Put the flour into a chilled mixing bowl.
Take the butter from the freezer and use a pastry cutter or your fingers to work it into the flour until the mixture looks like coarse crumbs. Break down any larger pieces of butter so they’re no bigger than small peas.
Gradually drizzle the cold water–vinegar mixture over the flour and butter, tossing first, then gently pressing with your hands, until the dough just holds together.
Shape the dough into a disk, wrap it in plastic wrap, and refrigerate for at least 1 hour.
Lightly butter a 10-inch pie dish.
Roll out the dough with a rolling pin on a well-floured surface to prevent sticking, then place it into the pie dish.
Trim off the extra dough so that the edges just meet the counter beneath the pie dish.
Gather the trimmings, press them into a rectangular disk, and wrap in plastic for later use.
Chill both the pie shell and the scrap dough for at least 30 minutes.
For the custard:
In a medium bowl, whisk together the eggs, sugar, cornstarch, and salt until smooth with no lumps. Set aside.
In a medium saucepan, heat the milk and vanilla bean until just shy of scalding. Do not let it boil or burn, so stay nearby.
When the milk reaches scalding point, turn off the heat. While whisking constantly, slowly stream in about ½ to 1 cup of hot milk at a time into the egg–cornstarch–sugar mixture. Continue adding the milk gradually, whisking all the while, until it’s fully incorporated.
Return the mixture to the saucepan and cook over medium-low heat, stirring constantly with a coated whisk (or a regular one if needed). Scrape the bottom as you stir to monitor thickening and prevent curdling. The custard thickens very quickly, so the moment you feel it start to firm up, remove it from the heat immediately and pour it through a fine-mesh sieve set over a bowl in an ice bath. Don’t panic if it feels thick and a bit lumpy at once—just get it off the heat and into the sieve right away.

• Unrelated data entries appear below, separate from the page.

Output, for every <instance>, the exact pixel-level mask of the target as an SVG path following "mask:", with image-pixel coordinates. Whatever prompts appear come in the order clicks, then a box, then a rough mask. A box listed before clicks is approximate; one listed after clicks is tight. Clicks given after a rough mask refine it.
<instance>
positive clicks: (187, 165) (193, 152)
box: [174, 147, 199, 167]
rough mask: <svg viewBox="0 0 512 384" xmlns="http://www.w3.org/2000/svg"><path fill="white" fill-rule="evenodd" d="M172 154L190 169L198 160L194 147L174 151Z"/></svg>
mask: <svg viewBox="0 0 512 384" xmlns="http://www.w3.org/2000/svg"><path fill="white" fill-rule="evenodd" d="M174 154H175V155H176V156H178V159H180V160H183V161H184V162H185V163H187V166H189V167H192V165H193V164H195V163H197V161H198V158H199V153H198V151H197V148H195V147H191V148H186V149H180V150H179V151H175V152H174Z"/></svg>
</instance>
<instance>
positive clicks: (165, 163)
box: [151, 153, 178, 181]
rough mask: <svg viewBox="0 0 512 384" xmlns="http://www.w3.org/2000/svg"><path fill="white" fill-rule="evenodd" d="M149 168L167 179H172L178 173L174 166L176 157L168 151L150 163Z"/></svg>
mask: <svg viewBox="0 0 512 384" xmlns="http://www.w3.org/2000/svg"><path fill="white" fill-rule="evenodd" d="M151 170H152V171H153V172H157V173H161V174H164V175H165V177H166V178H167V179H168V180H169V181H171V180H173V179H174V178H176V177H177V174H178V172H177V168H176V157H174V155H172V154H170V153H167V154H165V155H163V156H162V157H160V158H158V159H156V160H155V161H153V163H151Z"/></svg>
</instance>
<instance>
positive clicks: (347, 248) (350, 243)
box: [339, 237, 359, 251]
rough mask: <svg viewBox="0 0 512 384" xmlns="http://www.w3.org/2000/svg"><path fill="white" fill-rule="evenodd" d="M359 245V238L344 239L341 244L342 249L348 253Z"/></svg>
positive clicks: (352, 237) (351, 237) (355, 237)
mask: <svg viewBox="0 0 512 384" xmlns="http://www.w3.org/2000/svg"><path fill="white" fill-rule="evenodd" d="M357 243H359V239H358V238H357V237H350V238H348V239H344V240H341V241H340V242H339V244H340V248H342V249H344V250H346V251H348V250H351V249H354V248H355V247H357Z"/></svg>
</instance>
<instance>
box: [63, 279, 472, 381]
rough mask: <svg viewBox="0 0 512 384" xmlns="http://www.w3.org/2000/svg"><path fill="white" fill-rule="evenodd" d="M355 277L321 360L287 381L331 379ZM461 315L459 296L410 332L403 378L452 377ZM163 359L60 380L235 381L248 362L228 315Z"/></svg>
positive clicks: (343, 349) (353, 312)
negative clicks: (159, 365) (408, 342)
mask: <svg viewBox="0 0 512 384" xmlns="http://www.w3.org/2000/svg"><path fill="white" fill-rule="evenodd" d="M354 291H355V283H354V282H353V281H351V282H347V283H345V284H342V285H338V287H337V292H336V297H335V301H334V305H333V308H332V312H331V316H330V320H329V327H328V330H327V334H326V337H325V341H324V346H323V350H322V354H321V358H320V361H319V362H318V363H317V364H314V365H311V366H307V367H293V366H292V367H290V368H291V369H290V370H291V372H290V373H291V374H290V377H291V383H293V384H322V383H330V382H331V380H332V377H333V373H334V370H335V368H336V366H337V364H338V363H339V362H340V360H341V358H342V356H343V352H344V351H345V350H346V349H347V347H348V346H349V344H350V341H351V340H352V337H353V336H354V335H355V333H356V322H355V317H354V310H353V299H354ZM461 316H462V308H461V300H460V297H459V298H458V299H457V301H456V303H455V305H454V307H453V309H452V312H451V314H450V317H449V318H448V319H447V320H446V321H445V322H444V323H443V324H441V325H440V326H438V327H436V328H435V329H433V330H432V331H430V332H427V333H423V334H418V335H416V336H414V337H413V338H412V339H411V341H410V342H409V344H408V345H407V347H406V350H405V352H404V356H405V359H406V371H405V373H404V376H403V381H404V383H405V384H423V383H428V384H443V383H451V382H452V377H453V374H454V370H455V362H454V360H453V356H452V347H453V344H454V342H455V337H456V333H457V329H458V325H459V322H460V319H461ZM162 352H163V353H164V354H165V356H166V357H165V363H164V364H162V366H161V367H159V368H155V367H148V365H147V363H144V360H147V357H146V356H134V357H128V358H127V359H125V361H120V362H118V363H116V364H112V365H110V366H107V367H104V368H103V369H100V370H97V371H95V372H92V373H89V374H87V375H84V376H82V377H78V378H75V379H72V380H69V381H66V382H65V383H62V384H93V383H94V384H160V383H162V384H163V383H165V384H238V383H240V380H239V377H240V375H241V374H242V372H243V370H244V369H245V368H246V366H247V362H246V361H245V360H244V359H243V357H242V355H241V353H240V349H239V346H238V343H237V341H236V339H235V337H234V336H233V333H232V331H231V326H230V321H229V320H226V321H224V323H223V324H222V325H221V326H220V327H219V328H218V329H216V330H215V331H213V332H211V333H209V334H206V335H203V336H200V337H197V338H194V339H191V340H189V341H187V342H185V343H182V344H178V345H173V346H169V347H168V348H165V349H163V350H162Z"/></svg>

Press the custard through the sieve with a spatula or whisk. Small lumps should disappear; if they don’t, the eggs likely scrambled and you’ll need to start again.
Stir in the salted butter, white chocolate chips, and vanilla extract until just combined (do not overmix). Cover with plastic wrap and refrigerate.
Chill the custard for at least a few hours. It can be prepared up to 5 days in advance if kept well covered and very cold.
For the toppings:
To brulee the bananas, slice them and sprinkle them with sugar. Then use a blowtorch to cure the sugar on top until golden and crackly.
For the whipped cream, beat all the ingredients in a chilled bowl until stiff peaks form.